Ease Inc operates at the intersection of manufacturing operations and industrial IoT, running a cloud-based platform that digitizes and automates plant floor workflows - audits, inspections, scheduling, task assignments, data collection - across facilities in 40+ countries. The system processes millions of plant floor audits annually, generating high-volume structured data from environments where quality failures and safety incidents carry real operational and human cost.

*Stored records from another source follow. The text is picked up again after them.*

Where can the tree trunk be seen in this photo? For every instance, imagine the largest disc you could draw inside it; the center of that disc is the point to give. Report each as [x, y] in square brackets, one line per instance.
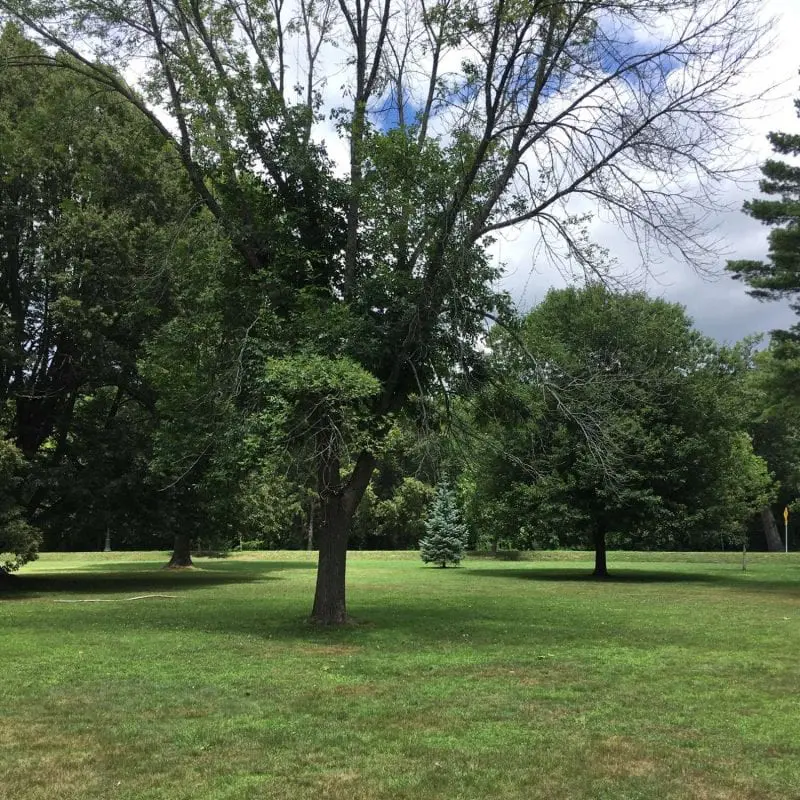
[600, 567]
[311, 511]
[338, 508]
[774, 542]
[330, 606]
[182, 552]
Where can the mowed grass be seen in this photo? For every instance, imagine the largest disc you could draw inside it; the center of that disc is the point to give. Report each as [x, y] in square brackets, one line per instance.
[680, 678]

The technical stack involves computer vision, sensor monitoring, and closed-loop issue resolution pipelines. Their EASE IQ product deploys AI-powered digital assistants that use cameras and sensors to continuously monitor conditions on the plant floor, flagging anomalies before they escalate into incidents. The threat model here isn't network intrusion - it's operational risk: undetected quality defects, safety hazards slipping through manual inspection regimes, and the data integrity problems that compound when plant floor processes run on paper or fragmented systems.
For security and data engineering roles, the surface area includes a multi-tenant cloud platform handling sensitive manufacturing process data at scale across dozens of countries, connected sensor and camera infrastructure streaming real-time signals from industrial environments, and the AI/ML pipelines feeding their monitoring and anomaly detection systems. The domain is manufacturing - specifically quality and safety management - where reliability and data accuracy aren't abstract concerns but direct inputs into whether a production line runs safely and a defective part gets caught before it ships.